La nouvelle narration des actifs cryptographiques en 2026 : passer de la spéculation à la pratique, comment la configuration des profits des échanges va-t-elle se remodeler ?
Les rapports des principales institutions affluent en cette fin d’année. Le rapport de CoinShares, intitulé « 2026 Outlook : l’année de la victoire de la praticité » et s’étendant sur 77 pages, a immédiatement suscité de nombreux débats dès sa publication. Cette ancienne société européenne de gestion d’actifs numériques (fondée en 2014, avec plus de 6 milliards de dollars d’actifs sous gestion) y formule une hypothèse centrale : 2026 sera le tournant décisif où les actifs cryptographiques passeront d’une dynamique spéculative à une dynamique axée sur leur valeur pratique.

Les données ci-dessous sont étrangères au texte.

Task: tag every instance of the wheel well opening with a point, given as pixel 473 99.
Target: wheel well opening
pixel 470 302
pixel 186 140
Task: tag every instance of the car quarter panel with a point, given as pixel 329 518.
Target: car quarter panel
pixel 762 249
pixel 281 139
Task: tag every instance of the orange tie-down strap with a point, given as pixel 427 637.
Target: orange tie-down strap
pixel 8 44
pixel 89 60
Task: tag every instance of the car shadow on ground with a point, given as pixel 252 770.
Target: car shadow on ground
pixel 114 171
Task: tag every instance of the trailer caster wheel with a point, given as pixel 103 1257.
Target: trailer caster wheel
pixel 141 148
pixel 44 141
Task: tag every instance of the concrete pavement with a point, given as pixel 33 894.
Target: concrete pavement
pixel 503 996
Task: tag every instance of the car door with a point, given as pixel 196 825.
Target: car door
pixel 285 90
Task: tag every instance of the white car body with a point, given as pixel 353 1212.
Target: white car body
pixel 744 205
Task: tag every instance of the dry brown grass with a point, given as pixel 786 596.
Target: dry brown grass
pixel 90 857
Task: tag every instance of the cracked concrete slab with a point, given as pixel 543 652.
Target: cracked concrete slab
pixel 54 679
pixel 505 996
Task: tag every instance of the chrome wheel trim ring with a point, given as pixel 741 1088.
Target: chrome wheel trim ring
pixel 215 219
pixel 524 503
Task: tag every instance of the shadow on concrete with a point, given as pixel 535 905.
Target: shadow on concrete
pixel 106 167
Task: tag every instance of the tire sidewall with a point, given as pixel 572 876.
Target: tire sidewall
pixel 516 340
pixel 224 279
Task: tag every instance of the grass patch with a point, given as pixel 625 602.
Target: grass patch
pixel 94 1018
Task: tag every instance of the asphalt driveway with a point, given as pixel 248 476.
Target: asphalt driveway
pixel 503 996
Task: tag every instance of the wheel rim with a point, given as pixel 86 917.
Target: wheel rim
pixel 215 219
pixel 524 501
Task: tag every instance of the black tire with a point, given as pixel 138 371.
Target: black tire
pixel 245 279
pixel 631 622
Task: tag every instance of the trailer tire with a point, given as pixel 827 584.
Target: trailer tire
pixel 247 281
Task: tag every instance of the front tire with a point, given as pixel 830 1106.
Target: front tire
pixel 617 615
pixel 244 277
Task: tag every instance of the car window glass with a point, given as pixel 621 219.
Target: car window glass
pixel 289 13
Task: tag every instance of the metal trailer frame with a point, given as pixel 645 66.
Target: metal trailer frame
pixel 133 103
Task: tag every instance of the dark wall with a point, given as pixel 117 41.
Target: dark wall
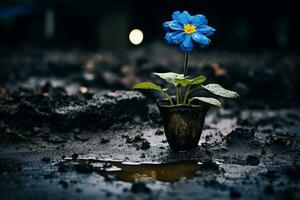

Tonalité macroéconomique : une fenêtre d’opportunité dans un atterrissage en douceur
L’environnement économique de 2026 pourrait être plus fragile qu’on ne le pense. La Réserve fédérale prévoit une baisse des taux, mais le taux cible pourrait seulement atteindre la tranche médiane de 3 %, dans un processus lent et prudent — leur souvenir de l’inflation galopante de 2022 est encore vif. Bien que l’inflation continue de diminuer, la démarche reste peu ferme, et les perturbations tarifaires ainsi que la réorganisation des chaînes d’approvisionnement maintiennent l’inflation de base à un niveau élevé.
Le rapport propose trois scénarios : dans le scénario optimiste (atterrissage en douceur + surprise de productivité), le bitcoin pourrait dépasser 150 000 dollars ; dans le scénario de référence (croissance lente), la fourchette de négociation serait entre 110 000 et 140 000 dollars ; dans le scénario baissier (récession ou stagflation), il pourrait chuter à 70 000-100 000 dollars. Actuellement, le prix du bitcoin est de 90,22K$, laissant encore une marge significative par rapport à ces fourchettes.
Il est également important de noter l’érosion du statut de réserve de valeur du dollar — passant de 70 % en 2000 à environ 50 % aujourd’hui. Les banques centrales des marchés émergents diversifient leurs réserves, ce qui crée un contexte structurel favorable au bitcoin en tant que réserve de valeur non souveraine.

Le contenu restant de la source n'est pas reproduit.